841983 – VLAN configured on top of a bonded interface (active-backup) does not failover

RHEL Engineering is moving the tracking of its product development work on RHEL 6 through RHEL 9 to Red Hat Jira (issues.redhat.com). If you're a Red Hat customer, please continue to file support cases via the Red Hat customer portal. If you're not, please head to the "RHEL project" in Red Hat Jira and file new tickets here. Individual Bugzilla bugs in the statuses "NEW", "ASSIGNED", and "POST" are being migrated throughout September 2023. Bugs of Red Hat partners with an assigned Engineering Partner Manager (EPM) are migrated in late September as per pre-agreed dates. Bugs against components "kernel", "kernel-rt", and "kpatch" are only migrated if still in "NEW" or "ASSIGNED". If you cannot log in to RH Jira, please consult article #7032570. That failing, please send an e-mail to the RH Jira admins at rh-issues@redhat.com to troubleshoot your issue as a user management inquiry. The email creates a ServiceNow ticket with Red Hat. Individual Bugzilla bugs that are migrated will be moved to status "CLOSED", resolution "MIGRATED", and set with "MigratedToJIRA" in "Keywords". The link to the successor Jira issue will be found under "Links", have a little "two-footprint" icon next to it, and direct you to the "RHEL project" in Red Hat Jira (issue links are of type "https://issues.redhat.com/browse/RHEL-XXXX", where "X" is a digit). This same link will be available in a blue banner at the top of the page informing you that that bug has been migrated.

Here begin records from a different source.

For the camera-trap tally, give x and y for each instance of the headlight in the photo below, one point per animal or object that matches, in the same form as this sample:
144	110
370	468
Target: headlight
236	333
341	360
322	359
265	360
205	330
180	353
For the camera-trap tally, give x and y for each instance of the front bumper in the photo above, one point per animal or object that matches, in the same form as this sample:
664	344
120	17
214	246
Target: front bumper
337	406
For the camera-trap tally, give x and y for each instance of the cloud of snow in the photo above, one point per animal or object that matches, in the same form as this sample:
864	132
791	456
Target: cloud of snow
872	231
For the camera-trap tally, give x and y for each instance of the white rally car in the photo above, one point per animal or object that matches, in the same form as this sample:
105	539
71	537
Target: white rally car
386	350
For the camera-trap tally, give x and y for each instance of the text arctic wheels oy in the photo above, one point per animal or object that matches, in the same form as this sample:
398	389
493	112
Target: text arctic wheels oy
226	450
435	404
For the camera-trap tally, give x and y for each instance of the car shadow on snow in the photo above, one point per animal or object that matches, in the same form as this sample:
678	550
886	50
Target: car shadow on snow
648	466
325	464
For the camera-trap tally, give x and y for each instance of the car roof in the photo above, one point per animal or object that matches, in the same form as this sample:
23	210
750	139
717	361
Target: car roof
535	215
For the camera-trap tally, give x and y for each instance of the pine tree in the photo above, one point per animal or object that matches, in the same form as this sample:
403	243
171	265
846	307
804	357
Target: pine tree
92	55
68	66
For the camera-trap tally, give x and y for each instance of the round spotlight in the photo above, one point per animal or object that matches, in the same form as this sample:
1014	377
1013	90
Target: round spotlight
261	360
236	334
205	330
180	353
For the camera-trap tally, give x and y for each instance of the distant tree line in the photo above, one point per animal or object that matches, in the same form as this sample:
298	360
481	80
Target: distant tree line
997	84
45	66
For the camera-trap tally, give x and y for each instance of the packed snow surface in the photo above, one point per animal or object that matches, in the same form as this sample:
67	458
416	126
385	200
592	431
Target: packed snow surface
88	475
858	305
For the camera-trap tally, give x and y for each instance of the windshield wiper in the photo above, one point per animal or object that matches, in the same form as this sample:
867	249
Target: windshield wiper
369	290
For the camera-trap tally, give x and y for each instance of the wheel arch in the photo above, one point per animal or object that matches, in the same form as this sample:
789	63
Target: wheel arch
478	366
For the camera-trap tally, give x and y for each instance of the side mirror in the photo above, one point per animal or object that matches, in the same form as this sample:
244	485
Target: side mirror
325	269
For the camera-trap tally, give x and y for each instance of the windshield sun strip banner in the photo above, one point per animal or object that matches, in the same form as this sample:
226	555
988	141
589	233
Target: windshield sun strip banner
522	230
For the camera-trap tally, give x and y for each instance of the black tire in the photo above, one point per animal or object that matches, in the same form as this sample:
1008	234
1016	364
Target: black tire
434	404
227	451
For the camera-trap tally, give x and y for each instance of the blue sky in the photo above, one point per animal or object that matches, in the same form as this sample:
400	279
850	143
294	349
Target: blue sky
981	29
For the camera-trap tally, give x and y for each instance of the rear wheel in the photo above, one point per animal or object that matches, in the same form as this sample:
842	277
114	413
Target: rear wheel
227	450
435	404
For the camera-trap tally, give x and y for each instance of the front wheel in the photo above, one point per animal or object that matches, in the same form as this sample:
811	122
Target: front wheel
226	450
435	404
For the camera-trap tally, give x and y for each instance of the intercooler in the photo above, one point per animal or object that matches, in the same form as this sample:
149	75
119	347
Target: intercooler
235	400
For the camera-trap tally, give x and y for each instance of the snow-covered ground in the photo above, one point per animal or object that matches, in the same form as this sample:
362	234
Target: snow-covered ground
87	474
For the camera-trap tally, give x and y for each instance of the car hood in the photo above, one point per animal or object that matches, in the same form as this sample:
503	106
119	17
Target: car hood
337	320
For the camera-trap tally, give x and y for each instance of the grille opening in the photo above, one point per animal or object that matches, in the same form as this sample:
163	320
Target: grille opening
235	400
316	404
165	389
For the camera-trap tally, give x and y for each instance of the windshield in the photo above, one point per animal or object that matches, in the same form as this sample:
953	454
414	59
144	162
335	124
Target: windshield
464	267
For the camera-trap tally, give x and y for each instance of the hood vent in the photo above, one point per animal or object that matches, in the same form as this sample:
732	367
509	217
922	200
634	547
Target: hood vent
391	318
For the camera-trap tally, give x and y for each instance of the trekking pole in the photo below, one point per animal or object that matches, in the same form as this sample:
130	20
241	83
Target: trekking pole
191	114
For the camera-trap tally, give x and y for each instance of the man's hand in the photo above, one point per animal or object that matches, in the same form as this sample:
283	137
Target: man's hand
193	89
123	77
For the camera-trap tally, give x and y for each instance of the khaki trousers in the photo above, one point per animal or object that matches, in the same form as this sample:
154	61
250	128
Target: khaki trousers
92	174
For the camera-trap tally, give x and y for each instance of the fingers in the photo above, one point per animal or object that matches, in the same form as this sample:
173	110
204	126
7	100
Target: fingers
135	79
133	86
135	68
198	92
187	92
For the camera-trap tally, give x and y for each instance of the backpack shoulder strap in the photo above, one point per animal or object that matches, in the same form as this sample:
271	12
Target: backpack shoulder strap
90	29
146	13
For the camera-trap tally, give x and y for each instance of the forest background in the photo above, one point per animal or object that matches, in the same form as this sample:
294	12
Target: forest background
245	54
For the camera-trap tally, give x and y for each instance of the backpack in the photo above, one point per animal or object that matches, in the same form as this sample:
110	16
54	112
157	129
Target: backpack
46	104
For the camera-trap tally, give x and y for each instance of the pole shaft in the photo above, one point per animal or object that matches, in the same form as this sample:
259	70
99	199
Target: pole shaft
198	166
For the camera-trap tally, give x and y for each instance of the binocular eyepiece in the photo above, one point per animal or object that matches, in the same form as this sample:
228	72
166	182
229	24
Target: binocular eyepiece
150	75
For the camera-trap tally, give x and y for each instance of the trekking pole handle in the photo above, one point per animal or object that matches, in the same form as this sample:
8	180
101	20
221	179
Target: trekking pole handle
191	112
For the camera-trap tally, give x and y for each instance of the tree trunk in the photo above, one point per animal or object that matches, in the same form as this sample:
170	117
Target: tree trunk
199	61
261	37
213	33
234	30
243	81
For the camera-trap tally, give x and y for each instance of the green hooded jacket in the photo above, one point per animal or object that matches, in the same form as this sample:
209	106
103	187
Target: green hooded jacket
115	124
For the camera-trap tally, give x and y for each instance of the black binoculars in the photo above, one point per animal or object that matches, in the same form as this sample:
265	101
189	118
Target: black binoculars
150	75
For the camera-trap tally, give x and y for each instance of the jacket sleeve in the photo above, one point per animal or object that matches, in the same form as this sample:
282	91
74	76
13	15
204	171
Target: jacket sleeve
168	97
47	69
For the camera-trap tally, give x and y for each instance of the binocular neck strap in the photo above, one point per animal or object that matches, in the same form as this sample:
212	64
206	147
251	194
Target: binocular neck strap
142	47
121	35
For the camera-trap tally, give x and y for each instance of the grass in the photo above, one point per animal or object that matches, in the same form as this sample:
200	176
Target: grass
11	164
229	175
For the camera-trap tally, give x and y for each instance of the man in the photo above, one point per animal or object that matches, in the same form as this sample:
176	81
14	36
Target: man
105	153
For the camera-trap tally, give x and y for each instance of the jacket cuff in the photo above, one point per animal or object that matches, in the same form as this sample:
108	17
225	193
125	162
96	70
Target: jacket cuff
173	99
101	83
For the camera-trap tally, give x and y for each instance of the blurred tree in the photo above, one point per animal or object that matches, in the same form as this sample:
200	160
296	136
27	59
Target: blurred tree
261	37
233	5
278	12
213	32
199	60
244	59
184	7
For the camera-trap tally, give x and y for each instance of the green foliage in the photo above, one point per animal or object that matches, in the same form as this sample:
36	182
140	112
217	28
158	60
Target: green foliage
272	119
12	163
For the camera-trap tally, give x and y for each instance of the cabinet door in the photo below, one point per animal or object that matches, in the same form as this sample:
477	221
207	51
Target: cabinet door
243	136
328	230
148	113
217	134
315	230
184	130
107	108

Bug 841983 - VLAN configured on top of a bonded interface (active-backup) does not failover

Summary: VLAN configured on top of a bonded interface (active-backup) does not failover

Keywords:
Status:	CLOSED ERRATA
Alias:	None
Product:	Red Hat Enterprise Linux 6
Classification:	Red Hat
Component:	kernel
Sub Component:
Version:	6.3
Hardware:	x86_64
OS:	Linux
Priority:	urgent
Severity:	urgent
Target Milestone:	rc
Target Release:	---
Assignee:	Neil Horman
QA Contact:	Liang Zheng
Docs Contact:
URL:
Whiteboard:
Depends On:
Blocks:	842429
TreeView+	depends on / blocked

Reported:	2012-07-20 18:53 UTC by Neal Kim
Modified:	2018-12-05 15:35 UTC (History)
CC List:	24 users (show)
Fixed In Version:	kernel-2.6.32-294.el6
Doc Type:	Bug Fix
Doc Text:
Clone Of:
Environment:
Last Closed:	2013-02-21 06:42:12 UTC
Target Upstream Version:
Embargoed:

Attachments	(Terms of Use)
Network setup script (2.13 KB, application/octet-stream) 2012-07-20 18:56 UTC, Neal Kim	no flags	Details
[PATCH] vlan: filter device events on bonds (5.17 KB, patch) 2012-07-20 20:03 UTC, Neil Horman	no flags	Details \| Diff
View All

Links
System	ID	Private	Priority	Status	Summary	Last Updated
Red Hat Product Errata	RHSA-2013:0496	0	normal	SHIPPED_LIVE	Important: Red Hat Enterprise Linux 6 kernel update	2013-02-20 21:40:54 UTC

Description Neal Kim 2012-07-20 18:53:27 UTC

Description of problem:

Bonding interface fails over (in active-backup) then the VLANs on top of it do not fail over as well.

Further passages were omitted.